ACA restricts patient access to low-cost care
BY DOUG BEALL, M.D.

The highest-profile problems with the Affordable Care Act are well documented. Deficit spending and ever-increasing insurance premiums are among them. However, Obamacare’s most damaging side effects lie beneath the sexier headlines. They wreak havoc on physicians’ ability to deliver care in the private practice setting and restrict the ability of our neediest patients to access that care in places most convenient to them and at the lowest cost possible.

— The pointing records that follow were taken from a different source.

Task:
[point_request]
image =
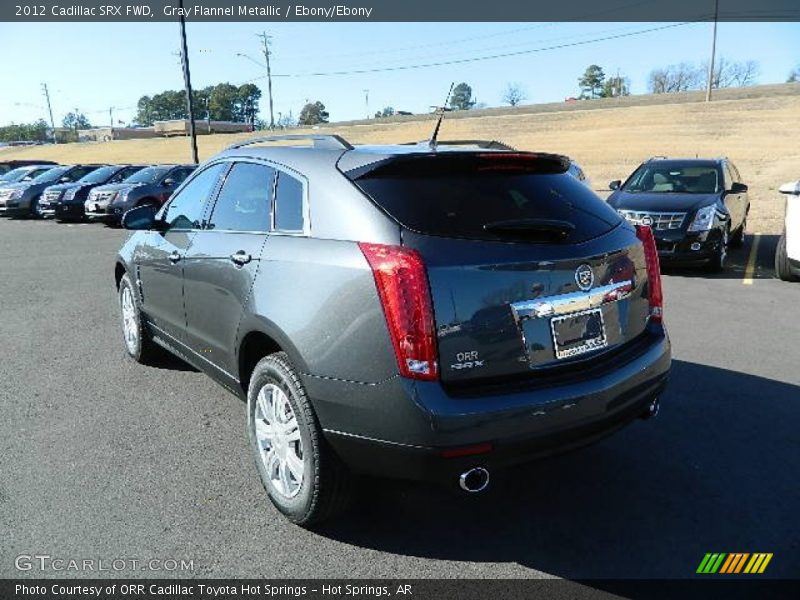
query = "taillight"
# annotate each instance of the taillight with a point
(403, 289)
(645, 234)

One example is the little-known 340B prescription drug program. When created by Congress in 1992, 340B intended to give vulnerable and uninsured patients affordable medicine by requiring drug companies to sell prescriptions to hospitals and other providers at deep discounts — often discounted 20 to 50 percent. However, what was originally designed as a program for hospitals serving a limited population has recently expanded into a money-making scheme that is shifting costs to private insurance buyers and incentivizing hospitals to buy out private medical practices.

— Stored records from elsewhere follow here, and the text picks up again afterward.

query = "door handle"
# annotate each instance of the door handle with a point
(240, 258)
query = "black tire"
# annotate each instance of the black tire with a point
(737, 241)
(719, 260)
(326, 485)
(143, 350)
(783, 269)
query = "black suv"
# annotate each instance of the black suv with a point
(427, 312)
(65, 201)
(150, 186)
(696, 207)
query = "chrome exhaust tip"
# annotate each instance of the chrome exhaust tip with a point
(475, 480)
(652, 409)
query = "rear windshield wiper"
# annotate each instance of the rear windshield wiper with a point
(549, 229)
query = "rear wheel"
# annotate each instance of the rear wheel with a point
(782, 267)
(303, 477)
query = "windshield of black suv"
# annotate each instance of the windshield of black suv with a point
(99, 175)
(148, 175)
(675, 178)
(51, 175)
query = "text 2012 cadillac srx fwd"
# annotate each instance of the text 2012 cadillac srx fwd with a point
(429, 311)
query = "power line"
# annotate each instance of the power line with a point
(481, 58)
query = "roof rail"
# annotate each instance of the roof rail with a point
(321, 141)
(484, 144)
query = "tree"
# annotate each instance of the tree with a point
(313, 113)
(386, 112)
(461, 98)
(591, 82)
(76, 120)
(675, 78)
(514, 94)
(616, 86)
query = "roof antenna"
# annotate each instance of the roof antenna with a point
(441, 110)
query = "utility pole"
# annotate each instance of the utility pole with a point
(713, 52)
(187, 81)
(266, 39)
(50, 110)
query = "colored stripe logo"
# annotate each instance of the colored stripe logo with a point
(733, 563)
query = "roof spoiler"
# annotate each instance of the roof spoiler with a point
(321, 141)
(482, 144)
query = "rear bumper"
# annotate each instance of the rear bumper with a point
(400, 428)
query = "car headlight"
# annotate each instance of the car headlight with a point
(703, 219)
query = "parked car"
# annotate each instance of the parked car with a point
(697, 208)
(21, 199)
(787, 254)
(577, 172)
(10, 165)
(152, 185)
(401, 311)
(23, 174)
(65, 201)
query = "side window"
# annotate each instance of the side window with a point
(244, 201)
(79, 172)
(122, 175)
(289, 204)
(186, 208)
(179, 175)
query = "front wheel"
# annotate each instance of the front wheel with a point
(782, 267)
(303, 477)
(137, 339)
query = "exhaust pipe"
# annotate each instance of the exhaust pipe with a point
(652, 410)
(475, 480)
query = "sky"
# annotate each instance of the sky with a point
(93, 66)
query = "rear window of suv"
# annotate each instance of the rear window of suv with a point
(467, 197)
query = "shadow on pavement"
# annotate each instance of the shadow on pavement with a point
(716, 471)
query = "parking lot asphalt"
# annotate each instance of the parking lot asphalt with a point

340B was vastly expanded under Obamacare. According to the Health Resources and Services Administration (HRSA), which adminsters the 340B program, more than 11,000 entities participate in 340B, growing 30 percent since 2008. This trend is more dramatic in Oklahoma. The HRSA’s 340B online database shows that of the 277 Oklahoma hospitals and clinics currently participating in the program, an astonishing 83 percent joined the program since Obamacare’s passage.

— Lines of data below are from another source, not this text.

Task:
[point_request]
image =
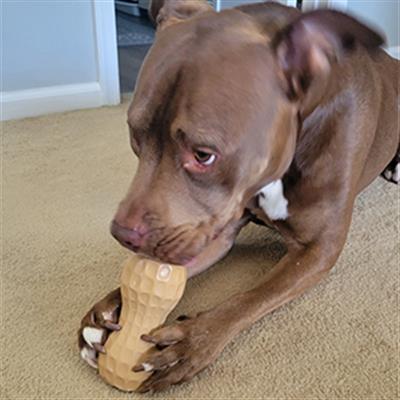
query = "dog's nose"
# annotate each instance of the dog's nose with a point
(132, 238)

These numbers suggest 340B has created a cash cow for the corporate hospitals in our state. Worse, Oklahomans have noticed private medical practices, maybe even their family doctor, being bought by big hospitals recently. It makes good business sense for an Oklahoma City hospital system to buy out private medical practices in surrounding areas to create revenue streams, particularly when those hospitals are getting drugs at 50 percent discounts and reselling them at astounding profit margins. This situation is comparatively worse for Oklahoma patients given that Texas and Colorado statutes prohibit the employment of physicians by hospital corporations.